A shopkeeper has a carton of chocolates with him initially (the number of chocolates is not known to him). Each of the chocolate was priced at 18 rupees . If the shopkeeper has even number of chocolates he sells exactly half of the chocolates he has to the immediate next customer. If he has odd number of chocolates , he sells half of the chocolates he has at the above mentioned cost and gives an additional half chocolate free of cost to the customer (Assume that he sells half chocolate for half the price of a single chocolate) . He continues this process till he is left with no chocolates.
The shopkeeper records his transactions as 'Extra' if he has given some person an extra half chocolate and as 'Half' if he has given exactly half of the chocolates he had . His recordings in order are as follows (from the first customer): Extra , Half , Extra , Half , Half , Half , Extra . Calculate the number of chocolates the shopkeeper had initially.

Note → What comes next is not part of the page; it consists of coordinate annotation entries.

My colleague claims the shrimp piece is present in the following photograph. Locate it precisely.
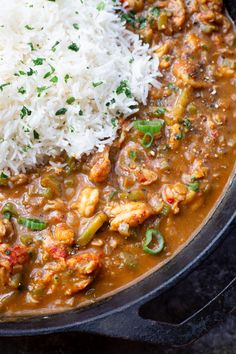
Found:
[71,187,99,218]
[89,147,111,183]
[53,223,75,245]
[162,183,188,214]
[105,202,154,236]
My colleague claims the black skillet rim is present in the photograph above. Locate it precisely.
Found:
[0,0,236,336]
[0,176,236,336]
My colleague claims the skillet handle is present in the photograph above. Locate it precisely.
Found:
[78,278,236,346]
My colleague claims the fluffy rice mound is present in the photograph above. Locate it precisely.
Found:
[0,0,158,173]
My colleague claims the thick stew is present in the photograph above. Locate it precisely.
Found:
[0,0,236,314]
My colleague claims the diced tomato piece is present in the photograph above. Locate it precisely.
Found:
[5,245,29,266]
[48,245,67,259]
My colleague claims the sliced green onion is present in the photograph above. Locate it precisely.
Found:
[1,203,18,219]
[143,229,165,255]
[141,133,154,149]
[134,119,164,134]
[3,211,12,220]
[17,217,47,231]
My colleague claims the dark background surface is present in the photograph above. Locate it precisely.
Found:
[0,225,236,354]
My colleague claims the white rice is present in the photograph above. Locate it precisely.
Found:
[0,0,158,173]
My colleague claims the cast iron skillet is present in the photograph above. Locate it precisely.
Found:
[0,0,236,345]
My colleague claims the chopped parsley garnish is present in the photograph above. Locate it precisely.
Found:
[116,80,132,98]
[93,81,103,87]
[20,106,31,119]
[96,1,106,11]
[0,82,11,91]
[55,108,67,116]
[26,68,37,76]
[73,23,79,30]
[68,43,79,52]
[28,42,36,52]
[66,97,75,104]
[33,58,46,66]
[25,25,34,31]
[64,74,71,82]
[36,86,49,97]
[33,130,39,140]
[43,64,55,79]
[137,16,147,29]
[120,11,136,26]
[17,86,26,95]
[51,41,60,52]
[150,6,160,17]
[188,181,200,192]
[111,118,117,128]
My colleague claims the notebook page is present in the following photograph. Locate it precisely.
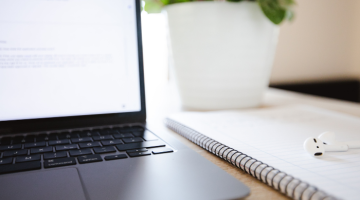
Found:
[169,105,360,199]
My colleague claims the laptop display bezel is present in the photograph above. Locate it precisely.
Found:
[0,0,146,134]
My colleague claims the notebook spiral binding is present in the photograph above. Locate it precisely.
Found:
[165,118,337,200]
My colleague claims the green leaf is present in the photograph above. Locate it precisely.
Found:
[258,0,286,24]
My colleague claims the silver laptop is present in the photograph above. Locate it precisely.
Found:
[0,0,249,200]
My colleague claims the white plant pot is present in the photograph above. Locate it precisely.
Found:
[164,2,279,110]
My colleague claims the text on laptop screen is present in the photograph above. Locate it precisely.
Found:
[0,0,141,121]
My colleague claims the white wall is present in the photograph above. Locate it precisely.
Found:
[271,0,360,83]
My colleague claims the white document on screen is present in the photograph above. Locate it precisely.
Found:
[0,0,141,121]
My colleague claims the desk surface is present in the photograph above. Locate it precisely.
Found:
[146,80,360,200]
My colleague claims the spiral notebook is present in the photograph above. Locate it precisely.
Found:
[165,105,360,200]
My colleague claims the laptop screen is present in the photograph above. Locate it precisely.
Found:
[0,0,141,121]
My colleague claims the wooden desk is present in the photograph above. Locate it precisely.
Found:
[146,79,360,200]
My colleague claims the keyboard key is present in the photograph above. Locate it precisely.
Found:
[123,137,144,143]
[93,135,114,141]
[30,147,53,154]
[128,152,151,157]
[99,129,111,135]
[126,149,149,153]
[114,133,134,139]
[80,131,100,137]
[133,131,158,141]
[44,157,76,168]
[101,139,124,146]
[152,148,174,154]
[16,154,41,163]
[3,149,27,157]
[44,151,67,160]
[78,154,102,164]
[49,133,58,140]
[55,144,78,151]
[22,135,35,143]
[94,147,116,154]
[105,154,127,160]
[0,137,11,145]
[0,158,13,165]
[35,133,49,142]
[24,141,46,148]
[79,142,101,148]
[71,137,92,143]
[0,144,21,151]
[69,149,92,157]
[11,136,25,144]
[0,161,41,174]
[49,139,70,146]
[116,141,165,151]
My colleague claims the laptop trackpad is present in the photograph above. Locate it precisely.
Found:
[0,168,86,200]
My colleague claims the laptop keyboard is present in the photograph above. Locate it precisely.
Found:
[0,126,173,174]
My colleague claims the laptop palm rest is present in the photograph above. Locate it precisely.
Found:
[0,168,86,200]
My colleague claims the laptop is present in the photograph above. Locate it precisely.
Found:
[0,0,249,200]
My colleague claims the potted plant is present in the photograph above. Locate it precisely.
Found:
[144,0,294,110]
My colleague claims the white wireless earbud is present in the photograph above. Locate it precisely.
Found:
[304,137,349,156]
[319,131,360,149]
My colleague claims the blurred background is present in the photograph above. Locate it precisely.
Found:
[142,0,360,102]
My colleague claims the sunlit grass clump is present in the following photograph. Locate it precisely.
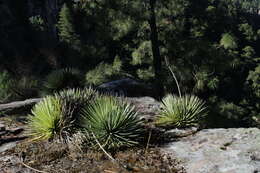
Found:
[82,96,142,149]
[28,96,62,140]
[156,95,207,127]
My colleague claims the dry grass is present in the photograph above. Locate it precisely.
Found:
[3,139,184,173]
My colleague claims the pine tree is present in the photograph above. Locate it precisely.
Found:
[58,4,80,50]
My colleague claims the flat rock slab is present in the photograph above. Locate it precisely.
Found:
[162,128,260,173]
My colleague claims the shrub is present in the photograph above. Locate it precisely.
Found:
[28,88,97,141]
[11,76,39,100]
[82,96,142,149]
[28,96,62,140]
[44,68,84,94]
[0,71,12,103]
[156,95,207,127]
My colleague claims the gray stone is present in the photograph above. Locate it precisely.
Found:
[162,128,260,173]
[97,78,157,97]
[126,97,160,122]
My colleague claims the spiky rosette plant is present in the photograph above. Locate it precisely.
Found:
[27,96,62,140]
[156,95,207,127]
[82,96,142,150]
[55,88,98,127]
[44,68,84,94]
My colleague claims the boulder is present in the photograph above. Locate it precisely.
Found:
[162,128,260,173]
[97,78,157,97]
[126,97,160,122]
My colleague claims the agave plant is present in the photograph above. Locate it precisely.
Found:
[156,95,207,127]
[82,96,142,149]
[28,96,62,140]
[44,68,84,94]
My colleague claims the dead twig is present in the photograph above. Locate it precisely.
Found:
[20,161,48,173]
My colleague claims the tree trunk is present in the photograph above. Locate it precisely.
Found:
[0,98,42,116]
[149,0,163,98]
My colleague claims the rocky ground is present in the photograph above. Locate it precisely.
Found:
[162,128,260,173]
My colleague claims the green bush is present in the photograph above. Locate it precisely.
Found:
[0,71,12,103]
[28,96,62,140]
[11,76,39,100]
[44,68,84,94]
[156,95,207,127]
[28,88,97,140]
[82,96,142,149]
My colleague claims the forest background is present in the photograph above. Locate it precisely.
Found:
[0,0,260,127]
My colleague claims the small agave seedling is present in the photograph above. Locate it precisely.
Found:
[82,96,143,149]
[156,95,207,127]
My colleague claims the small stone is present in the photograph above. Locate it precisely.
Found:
[8,127,23,135]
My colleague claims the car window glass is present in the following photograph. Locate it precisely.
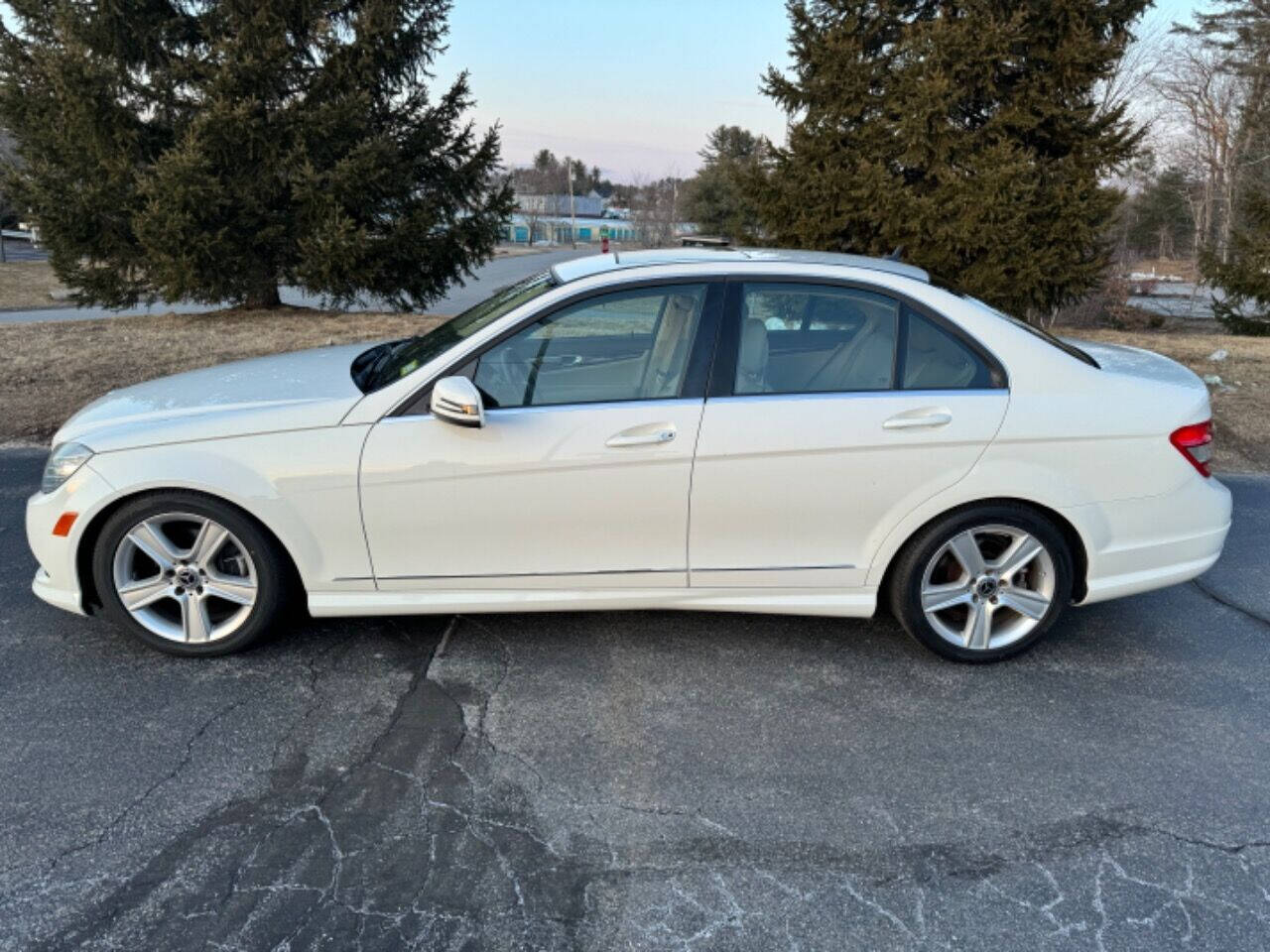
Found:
[472,285,706,408]
[903,311,992,390]
[734,282,899,394]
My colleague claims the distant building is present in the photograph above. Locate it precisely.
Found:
[516,191,606,218]
[503,212,639,245]
[503,213,698,245]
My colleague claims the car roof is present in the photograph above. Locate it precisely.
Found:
[552,248,931,285]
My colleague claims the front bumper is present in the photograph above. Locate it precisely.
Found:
[27,461,113,615]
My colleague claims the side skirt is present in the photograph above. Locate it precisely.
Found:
[309,588,877,618]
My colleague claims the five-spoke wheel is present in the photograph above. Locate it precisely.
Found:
[114,513,257,644]
[94,493,286,654]
[892,504,1072,661]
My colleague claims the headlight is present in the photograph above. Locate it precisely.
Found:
[40,443,92,493]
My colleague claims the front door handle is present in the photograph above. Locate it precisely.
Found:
[881,408,952,430]
[604,422,679,448]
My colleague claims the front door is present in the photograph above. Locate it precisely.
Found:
[690,282,1008,588]
[362,282,722,590]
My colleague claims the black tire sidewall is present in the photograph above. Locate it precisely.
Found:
[890,503,1074,663]
[92,491,287,657]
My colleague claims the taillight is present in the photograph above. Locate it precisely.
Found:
[1169,420,1212,476]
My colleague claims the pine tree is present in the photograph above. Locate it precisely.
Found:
[685,126,772,244]
[762,0,1148,316]
[1183,0,1270,335]
[0,0,511,307]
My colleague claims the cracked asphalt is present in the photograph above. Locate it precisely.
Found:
[0,450,1270,952]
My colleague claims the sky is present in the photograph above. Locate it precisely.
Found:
[0,0,1206,181]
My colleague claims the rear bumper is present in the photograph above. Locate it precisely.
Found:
[1063,477,1230,604]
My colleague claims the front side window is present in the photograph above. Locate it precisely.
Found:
[733,282,899,395]
[470,285,707,408]
[352,272,557,394]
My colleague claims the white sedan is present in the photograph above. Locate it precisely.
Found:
[27,250,1230,661]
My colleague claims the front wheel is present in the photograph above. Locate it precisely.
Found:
[890,504,1072,661]
[92,493,289,654]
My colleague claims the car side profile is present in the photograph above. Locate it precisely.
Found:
[27,249,1230,661]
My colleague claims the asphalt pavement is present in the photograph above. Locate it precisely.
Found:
[0,450,1270,952]
[0,242,588,323]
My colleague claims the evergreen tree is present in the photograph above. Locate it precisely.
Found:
[685,126,772,244]
[1184,0,1270,335]
[0,0,511,307]
[762,0,1149,316]
[1201,190,1270,336]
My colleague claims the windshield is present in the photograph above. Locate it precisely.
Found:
[961,295,1098,367]
[352,272,555,394]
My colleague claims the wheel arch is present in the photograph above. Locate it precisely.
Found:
[877,496,1089,606]
[75,485,305,615]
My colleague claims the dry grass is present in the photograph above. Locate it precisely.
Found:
[1060,327,1270,471]
[0,308,441,443]
[0,262,66,311]
[1128,258,1199,281]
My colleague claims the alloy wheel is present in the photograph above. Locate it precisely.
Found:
[921,525,1056,652]
[113,513,258,644]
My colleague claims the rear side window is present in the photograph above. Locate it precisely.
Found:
[901,309,992,390]
[733,282,899,395]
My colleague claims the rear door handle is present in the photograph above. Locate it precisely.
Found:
[883,409,952,430]
[604,422,679,449]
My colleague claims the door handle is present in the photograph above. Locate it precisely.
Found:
[881,410,952,430]
[604,422,679,448]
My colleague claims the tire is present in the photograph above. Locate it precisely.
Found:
[889,503,1074,662]
[92,491,292,657]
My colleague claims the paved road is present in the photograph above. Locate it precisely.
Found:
[0,450,1270,952]
[0,242,588,323]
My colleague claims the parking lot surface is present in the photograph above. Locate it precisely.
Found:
[0,450,1270,952]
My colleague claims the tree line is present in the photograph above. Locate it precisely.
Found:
[0,0,1270,330]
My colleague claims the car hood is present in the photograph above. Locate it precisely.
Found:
[54,344,372,453]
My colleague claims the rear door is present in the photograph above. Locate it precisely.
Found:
[689,281,1008,588]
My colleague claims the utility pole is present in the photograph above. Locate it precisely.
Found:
[564,156,577,248]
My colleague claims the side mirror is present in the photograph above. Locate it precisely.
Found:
[428,377,485,426]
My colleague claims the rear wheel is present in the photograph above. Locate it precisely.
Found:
[890,504,1072,661]
[92,493,287,654]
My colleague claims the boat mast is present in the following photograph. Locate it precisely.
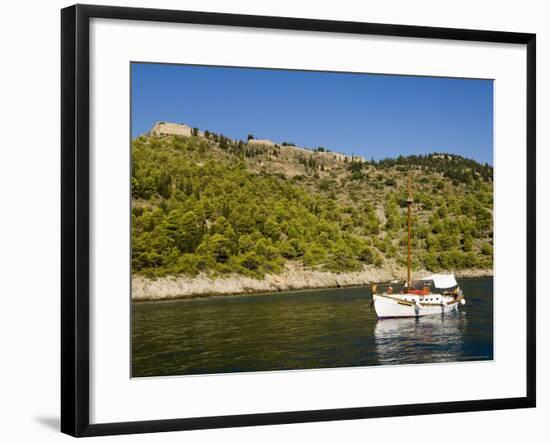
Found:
[407,174,412,293]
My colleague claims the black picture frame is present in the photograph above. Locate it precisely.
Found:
[61,5,536,437]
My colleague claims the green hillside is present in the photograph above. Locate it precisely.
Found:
[132,131,493,278]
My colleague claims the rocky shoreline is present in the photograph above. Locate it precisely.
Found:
[132,266,493,302]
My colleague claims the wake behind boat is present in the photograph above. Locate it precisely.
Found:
[372,176,466,318]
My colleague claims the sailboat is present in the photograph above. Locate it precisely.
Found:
[372,175,466,318]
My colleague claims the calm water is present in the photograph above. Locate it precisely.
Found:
[132,278,493,377]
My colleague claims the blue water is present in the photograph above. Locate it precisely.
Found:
[132,278,493,377]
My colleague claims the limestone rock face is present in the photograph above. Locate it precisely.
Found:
[151,121,191,137]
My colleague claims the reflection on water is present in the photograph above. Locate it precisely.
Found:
[132,279,493,377]
[374,311,468,364]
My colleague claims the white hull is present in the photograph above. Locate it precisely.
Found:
[373,294,463,318]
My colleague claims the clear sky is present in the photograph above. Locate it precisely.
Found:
[131,63,493,164]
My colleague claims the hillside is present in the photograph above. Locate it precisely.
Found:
[132,126,493,279]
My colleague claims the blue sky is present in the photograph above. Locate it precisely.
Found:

And the answer is: We first need to find out how many chocolates the shopkeeper had initially. We construct a string with all zeroes and length equal to the number of customers . If the ith customer (from the end) was given an extra half chocolate , we replace the ith entry of string with 1 . One could observe that the resulting string we get is indeed the binary representation of the number of chocolates the shopkeeper had initially . Converting this binary representation to decimal number , we get the number of chocolates .
Regarding solving the problem with this approach - My question is how do we know that the number of chocolates is written backwards, and why do we white 1s when the shopkeeper has odd number of chocolates. I know I have weakness with binary numbers logic
Forget about binary representation of numbers. Just consider the given sequence
Extra , Half , Extra , Half , Half , Half , Extra
and try to reconstruct what happened by rewinding the story from its end. Then write all the numbers you obtain in binary and find the reigning pattern.